La dette publique au Sénégal n’est plus un simple calcul arithmétique. Elle cristallise désormais une tension profonde entre les impératifs des marchés, qui s’inscrivent dans la durée, et les réalités des cycles électoraux, limités à cinq ans. Cette problématique, au cœur des réflexions de Ndèye Nangho Dioum, inspectrice des impôts et des domaines, dépasse le cadre national pour interroger les dirigeants du monde entier : comment prendre des décisions impopulaires sans sacrifier la stabilité sociale ?

L’article s’ouvre sur une citation de Bill Clinton, illustrant le dilemme des dirigeants confrontés à des arbitrages douloureux. Cette métaphore politique éclaire la situation du Sénégal, où le gouvernement doit concilier rigueur budgétaire et attentes d’une population aux besoins croissants. Chaque mesure économique adoptée aujourd’hui pèse sur l’équilibre social de demain.

Le calendrier politique, un frein aux réformes structurelles

La notion de temporalité politique, théorisée par le politologue James M. Buchanan, révèle un paradoxe des démocraties : les gouvernants privilégient souvent des actions dont les bénéfices sont immédiats, tandis que les coûts sont reportés au-delà de leur mandat. Ce phénomène, observable dans de nombreuses économies, y compris développées, explique en partie l’aggravation de l’endettement public.

Au Sénégal, cette dynamique s’est intensifiée après l’audit des finances publiques réalisé en 2024. Les chiffres révélés ont dépassé les estimations précédentes, fragilisant la relation avec les institutions multilatérales comme le Fonds monétaire international. La notation souveraine du pays a été affectée, rendant la restauration de la transparence budgétaire indispensable — mais politiquement coûteuse.

L’équation délicate entre rigueur et acceptabilité sociale

Réduire le déficit exige des mesures impopulaires : réduction des subventions énergétiques, maîtrise de la masse salariale de l’État, élargissement de l’assiette fiscale ou encore ajustement des tarifs publics. Chaque décision génère des perdants immédiats, tandis que ses bénéfices — stabilité de la dette et marges de manœuvre budgétaires — ne se concrétisent qu’à moyen terme. Cette asymétrie temporelle constitue l’un des principaux obstacles à la mise en œuvre de réformes durables.

Le cas sénégalais illustre aussi une contrainte spécifique aux pays de la zone franc. L’arrimage du franc CFA à l’euro prive les autorités d’un outil monétaire pour absorber les chocs économiques. L’ajustement passe donc exclusivement par la politique budgétaire, ce qui accentue l’impact social des décisions. Chaque arbitrage se répercute directement sur le pouvoir d’achat des ménages, sans amortisseur possible.

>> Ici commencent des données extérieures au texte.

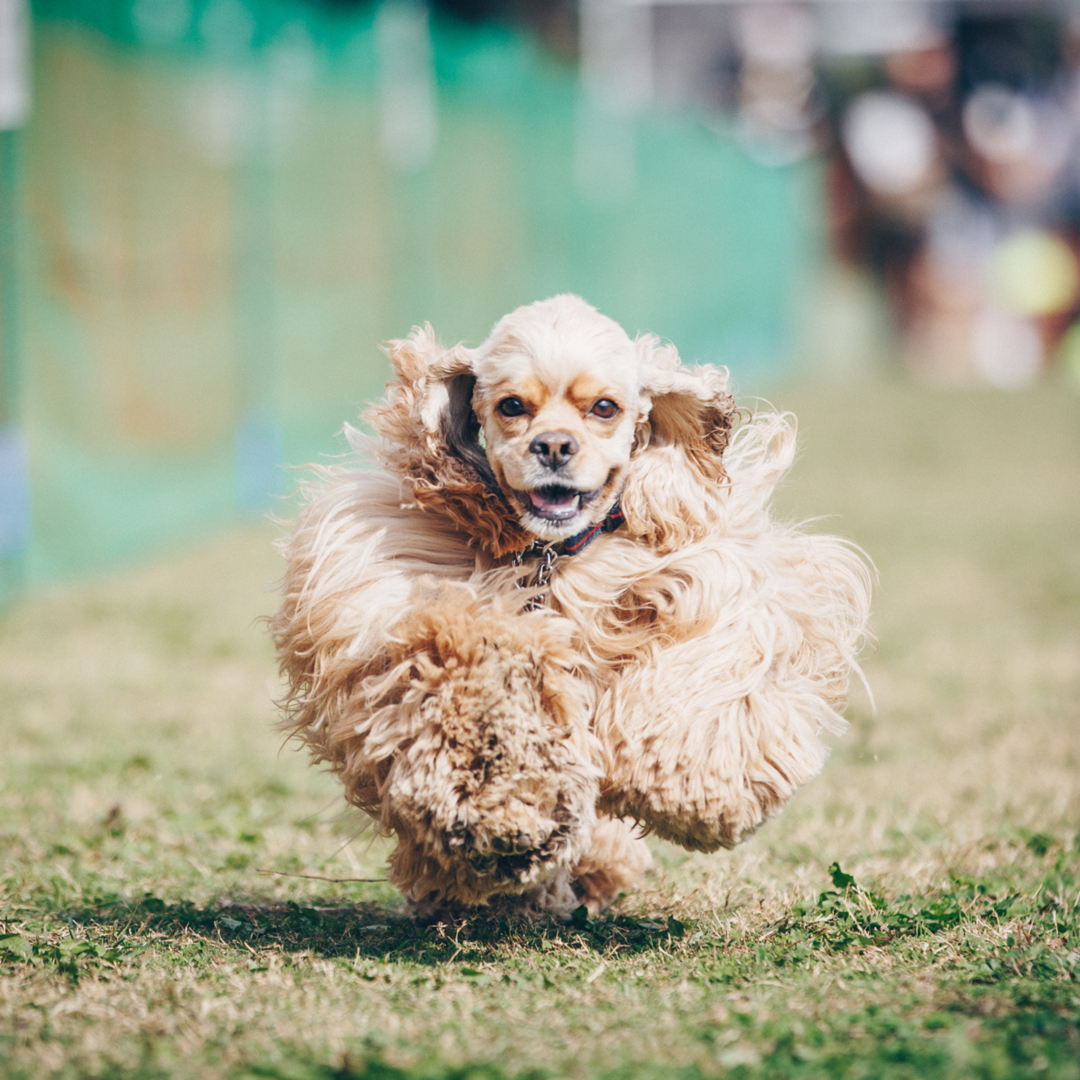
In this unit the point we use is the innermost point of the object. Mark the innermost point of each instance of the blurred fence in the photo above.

Retrouver la confiance des investisseurs et des partenaires

Depuis leur accession au pouvoir en avril 2024, le président Bassirou Diomaye Faye et son Premier ministre Ousmane Sonko affichent une volonté de refonte économique fondée sur un discours de rupture. Parmi leurs priorités figure la restauration de la crédibilité du Sénégal auprès des marchés financiers et des bailleurs de fonds. Pourtant, la récente hausse des écarts de rendement sur les eurobonds sénégalais révèle une méfiance persistante des investisseurs.

Parallèlement, la mobilisation des ressources internes représente un levier essentiel. L’administration fiscale, dont fait partie l’auteure de l’article, joue un rôle clé dans la sécurisation des recettes. Cela passe par une réduction des exonérations fiscales et une lutte accrue contre l’évasion fiscale. Ce chantier, bien que technique, nécessite un engagement politique constant, car il touche à des intérêts bien établis.

La conclusion s’impose d’elle-même : la maturité politique se mesure à la capacité d’assumer des choix difficiles aujourd’hui pour garantir un avenir stable. Dans un contexte régional où plusieurs pays ouest-africains renégocient leur dette ou font face à des tensions de liquidité, le Sénégal joue une partie qui dépasse ses frontières. La discipline budgétaire, lorsqu’elle est expliquée avec pédagogie, peut redevenir un atout politique.